2024/05/14(火) - 12:33
国内レースの最高峰に位置付けられるJプロツアーの東日本と西日本ロードクラシックに集った各チームのバイクを連載形式で紹介していく。第2弾はキナンレーシングチーム、群馬グリフィン、愛三工業レーシングチーム、そしてレバンテフジ静岡の4チームを紹介します。
キナンレーシングチーム/コルナゴ V4Rs
ツアー・オブ・ターキーに出場するなど、シーズン序盤からの積極的な海外遠征でレベルアップを目論むキナンレーシングチーム。写真のゼッケン12は元全日本王者である畑中勇介のコルナゴV4Rsだ。
「かなりレース用に特化したバイクです。何をしても硬くて速い」と本人が言うV4Rsには、シマノのDURA-ACEにフルクラムのSpeed 42ホイール、IRCのタイヤ、デダのVINCIステムとSUPERZERO RSハンドル、フィジークのARIONEと、各チームサプライヤーのパーツをアッセンブル。畑中本人も「遠征が多いからこそ、実績のあるパーツで組むのが一番ですね」と言う。
「最新バイクですが、昔から慣れ親しんだセッティングを少しずつ現代版にアップデートしたバイク」と言う、最たる部分はハンドル周りだろう。まっすぐセットしたSTIレバーに、プロトンのトレンドである芯-芯380mm(フルクラムの外-外表記では400mm)のハンドル。「今年はブラケットの角度規制が始まりましたよね。僕は古い人間だし(笑)、レバーを内側に倒したときの肩の入り込みが好きではありませんでしたが、それでもやっぱり走れば速いので悩んでいたんです。でも規制のおかげでレバーを真っ直ぐに戻すふんぎりがついて、その代わりにハンドル幅を1サイズ狭めました」とのこと。
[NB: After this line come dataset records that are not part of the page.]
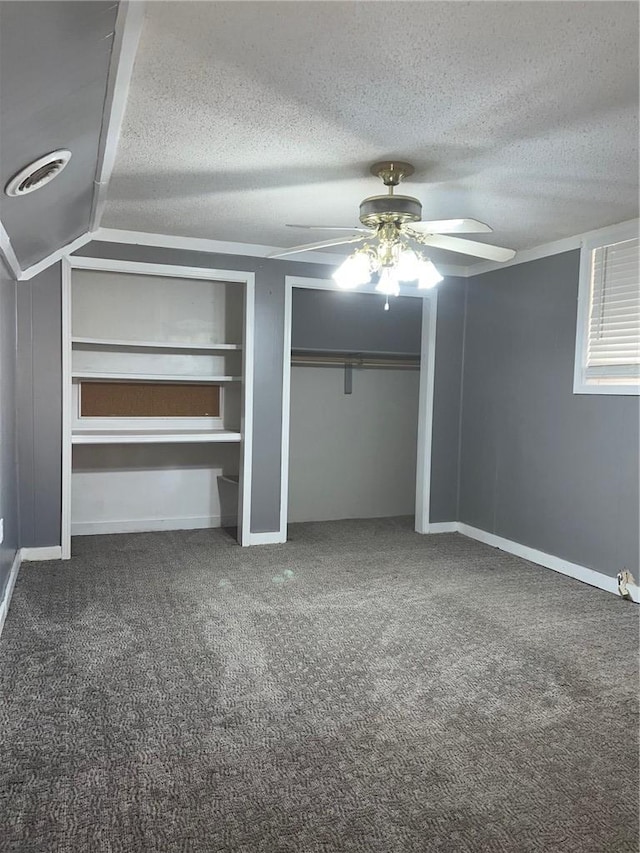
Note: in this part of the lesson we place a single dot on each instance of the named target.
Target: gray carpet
(361, 688)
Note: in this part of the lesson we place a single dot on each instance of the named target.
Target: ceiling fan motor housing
(378, 209)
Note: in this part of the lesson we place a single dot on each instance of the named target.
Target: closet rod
(354, 361)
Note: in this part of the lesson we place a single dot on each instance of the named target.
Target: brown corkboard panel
(148, 400)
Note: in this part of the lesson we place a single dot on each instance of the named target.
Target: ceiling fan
(391, 229)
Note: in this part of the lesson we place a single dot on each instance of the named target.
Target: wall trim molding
(203, 244)
(8, 255)
(225, 247)
(128, 28)
(8, 590)
(150, 525)
(443, 527)
(49, 552)
(533, 555)
(56, 256)
(273, 537)
(545, 250)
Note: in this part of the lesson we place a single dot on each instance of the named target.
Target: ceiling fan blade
(310, 246)
(334, 228)
(468, 247)
(449, 226)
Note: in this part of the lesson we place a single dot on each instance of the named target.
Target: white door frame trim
(174, 271)
(425, 403)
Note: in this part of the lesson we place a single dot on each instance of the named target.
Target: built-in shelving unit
(144, 458)
(158, 436)
(151, 377)
(101, 343)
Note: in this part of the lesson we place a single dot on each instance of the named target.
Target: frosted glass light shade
(353, 272)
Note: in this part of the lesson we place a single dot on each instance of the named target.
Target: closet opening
(357, 408)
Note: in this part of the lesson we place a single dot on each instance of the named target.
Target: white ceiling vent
(38, 173)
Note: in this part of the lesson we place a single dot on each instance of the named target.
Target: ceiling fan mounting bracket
(391, 172)
(378, 209)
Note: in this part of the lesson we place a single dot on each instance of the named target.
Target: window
(608, 333)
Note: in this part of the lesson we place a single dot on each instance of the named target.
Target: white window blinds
(613, 349)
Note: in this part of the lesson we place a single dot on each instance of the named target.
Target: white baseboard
(8, 590)
(274, 537)
(549, 561)
(147, 525)
(443, 527)
(51, 552)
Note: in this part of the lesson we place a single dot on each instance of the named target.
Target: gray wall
(8, 485)
(445, 445)
(541, 465)
(40, 408)
(354, 322)
(54, 63)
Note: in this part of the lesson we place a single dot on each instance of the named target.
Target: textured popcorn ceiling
(244, 116)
チームに対してフルクラムのホイールはSPEED 42とSPEED 57の2種類が供給されているが、低いリムハイトを好む畑中は基本的に42mm一択だと言う。
「全日本選手権を獲ったときもシマノのC24でしたし、"そろそろカーボンホイールを使ってくれませんか"とシマノの方に言われたくらいです(笑)。新型のフルクラムは登って軽いし、かなり横風に強いんです。モデルチェンジしてからは"今日は風が強いから42にしよう"と議論することもほぼ無くなりましたね」と評価する。タイヤは撮影時こそチューブレスのFORMULA PROだったが、好みでよく選ぶのはクリンチャーのASPITE PRO。空気圧は5.2〜5.5で、後輪をやや高圧にしているという。
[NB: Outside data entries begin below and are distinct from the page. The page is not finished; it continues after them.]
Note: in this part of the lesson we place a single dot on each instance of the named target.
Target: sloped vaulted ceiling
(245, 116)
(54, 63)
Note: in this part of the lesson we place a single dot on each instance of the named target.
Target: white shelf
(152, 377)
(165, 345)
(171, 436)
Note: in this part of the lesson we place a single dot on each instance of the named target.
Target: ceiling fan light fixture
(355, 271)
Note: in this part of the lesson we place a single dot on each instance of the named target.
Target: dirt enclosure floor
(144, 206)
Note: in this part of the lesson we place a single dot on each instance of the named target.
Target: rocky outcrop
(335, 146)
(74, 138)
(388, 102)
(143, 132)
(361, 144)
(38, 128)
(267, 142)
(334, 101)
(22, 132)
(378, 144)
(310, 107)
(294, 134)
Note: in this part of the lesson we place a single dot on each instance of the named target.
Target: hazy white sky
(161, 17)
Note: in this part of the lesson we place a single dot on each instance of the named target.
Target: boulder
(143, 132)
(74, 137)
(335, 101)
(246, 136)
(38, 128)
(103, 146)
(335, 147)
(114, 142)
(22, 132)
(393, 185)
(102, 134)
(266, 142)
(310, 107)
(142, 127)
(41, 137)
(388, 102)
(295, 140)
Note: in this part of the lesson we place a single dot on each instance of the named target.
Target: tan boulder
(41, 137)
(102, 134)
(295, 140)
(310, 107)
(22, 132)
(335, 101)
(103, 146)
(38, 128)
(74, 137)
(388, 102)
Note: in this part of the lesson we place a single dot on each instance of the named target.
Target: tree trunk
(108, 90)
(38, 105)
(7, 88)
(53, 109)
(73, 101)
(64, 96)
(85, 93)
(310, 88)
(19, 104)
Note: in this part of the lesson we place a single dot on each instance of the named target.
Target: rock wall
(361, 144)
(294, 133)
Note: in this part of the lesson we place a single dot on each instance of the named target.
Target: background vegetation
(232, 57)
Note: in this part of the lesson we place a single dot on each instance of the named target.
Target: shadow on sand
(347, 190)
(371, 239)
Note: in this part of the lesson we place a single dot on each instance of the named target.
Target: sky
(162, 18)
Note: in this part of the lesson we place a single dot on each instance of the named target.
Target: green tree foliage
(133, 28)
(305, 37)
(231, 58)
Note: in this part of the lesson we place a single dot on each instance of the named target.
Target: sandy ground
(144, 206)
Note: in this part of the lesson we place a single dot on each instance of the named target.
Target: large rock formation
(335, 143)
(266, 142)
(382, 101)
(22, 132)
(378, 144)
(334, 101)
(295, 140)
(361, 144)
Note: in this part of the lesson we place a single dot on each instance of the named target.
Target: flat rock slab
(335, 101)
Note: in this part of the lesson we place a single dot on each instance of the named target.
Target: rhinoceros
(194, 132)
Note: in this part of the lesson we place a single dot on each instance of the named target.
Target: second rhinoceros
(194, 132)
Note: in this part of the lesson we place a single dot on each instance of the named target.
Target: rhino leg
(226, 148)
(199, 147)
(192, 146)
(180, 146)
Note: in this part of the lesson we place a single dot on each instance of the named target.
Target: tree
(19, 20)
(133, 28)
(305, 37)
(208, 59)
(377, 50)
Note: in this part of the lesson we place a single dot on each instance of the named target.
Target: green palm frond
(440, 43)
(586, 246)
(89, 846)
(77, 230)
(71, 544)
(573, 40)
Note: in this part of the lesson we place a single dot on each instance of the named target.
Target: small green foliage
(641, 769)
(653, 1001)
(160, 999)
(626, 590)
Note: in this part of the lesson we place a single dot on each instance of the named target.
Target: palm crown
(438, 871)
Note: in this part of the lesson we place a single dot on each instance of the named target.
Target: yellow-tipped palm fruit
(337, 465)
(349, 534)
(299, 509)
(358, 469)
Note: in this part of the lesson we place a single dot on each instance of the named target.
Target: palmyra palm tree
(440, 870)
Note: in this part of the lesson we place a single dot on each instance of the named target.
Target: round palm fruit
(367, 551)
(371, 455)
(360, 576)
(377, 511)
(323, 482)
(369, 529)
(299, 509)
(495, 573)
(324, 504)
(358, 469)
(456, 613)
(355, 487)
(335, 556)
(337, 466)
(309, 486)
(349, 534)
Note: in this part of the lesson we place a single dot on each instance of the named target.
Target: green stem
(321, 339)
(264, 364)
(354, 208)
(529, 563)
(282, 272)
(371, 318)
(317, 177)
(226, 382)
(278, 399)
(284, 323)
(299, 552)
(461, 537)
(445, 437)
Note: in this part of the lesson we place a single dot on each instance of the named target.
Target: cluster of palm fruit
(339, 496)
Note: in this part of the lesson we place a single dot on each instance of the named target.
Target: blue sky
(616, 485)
群馬グリフィンレーシングチーム/ウィアウィス WAWS-PRO XP Disc
ヒルクライム出身の理論派スピードマン。2023年の全日本タイムトライアルチャンピオンであり、社会人レーサーであり、持ち前のスピードを武器に東日本ロードクラシックDAY1で独走勝利した金子宗平(群馬グリフィンレーシングチーム)のバイクを紹介する。ポジションはもちろんのこと、細かなパーツ選び、セッティングに至るまでエアロに人並みならぬ情熱を燃やす金子のこだわりが注がれた注目の一台だ。
駆るのはサイクルショップタキザワが輸入代理店を務める韓国ブランド、ウィアウィスのエアロモデルであるWAWS-PRO XP Disc。「空力も良いですし、振動吸収性能が良いので荒れた下りでもスピードが伸びるんですよね。そろそろ新型が出るとのことで乗り換えるつもりなんです。楽しみですね」と言う。上体を伏せて走れるように、サドルハイトはヒルクライムに使うバイクより1.5cmも低く設定しているそうだ。
クランクは軽さ優先で中国ブランドELILEE(165mm)を使い、パワーメーターはXCADAYとアシオマのダブル体制(常用はアシオマだそう)。ローターの楕円チェーンリング、QRINGS(54/39T)を使う理由は「インターバルを繰り返すほど有利になるから」。ライトバイシクルのAR465Discリムを使った手組みホイールは「奇人のビルダー」に組んでもらったもので、柔らかいフレームに組み合わせるため、スポーク結線などを行なって硬い乗り味に仕上げているという。
今年から導入した新機構は、ハンドルドロップに仕込んだDI2のシフティングスイッチ(スプリンタースイッチ)。レース中に下ハンドルを握ることが多いためシフト操作が楽になったとのこと。
金子が狙うのは、昨年落車とメカトラブルで連覇を逃した個人タイムトライアルの全日本チャンピオン。頭脳派社会人レーサーのタイトル奪還なるかに注目したい。
愛三工業レーシングチーム/ディアー MA
先日開催されたツール・ド・熊野の最終ステージでスプリント勝利を挙げるなど、国内屈指のスプリンターとして名を馳せる岡本隼(愛三工業レーシングチーム)のバイクを紹介する。バイクサプライヤーは昨年から引き続き「DARE(ディアー)」で、モデルは軽量オールラウンダーの「MA」。多くのチームメンバーはコーポレートカラーに塗られた特別エディションに乗るが、岡本はブラックカラーを使用中だ。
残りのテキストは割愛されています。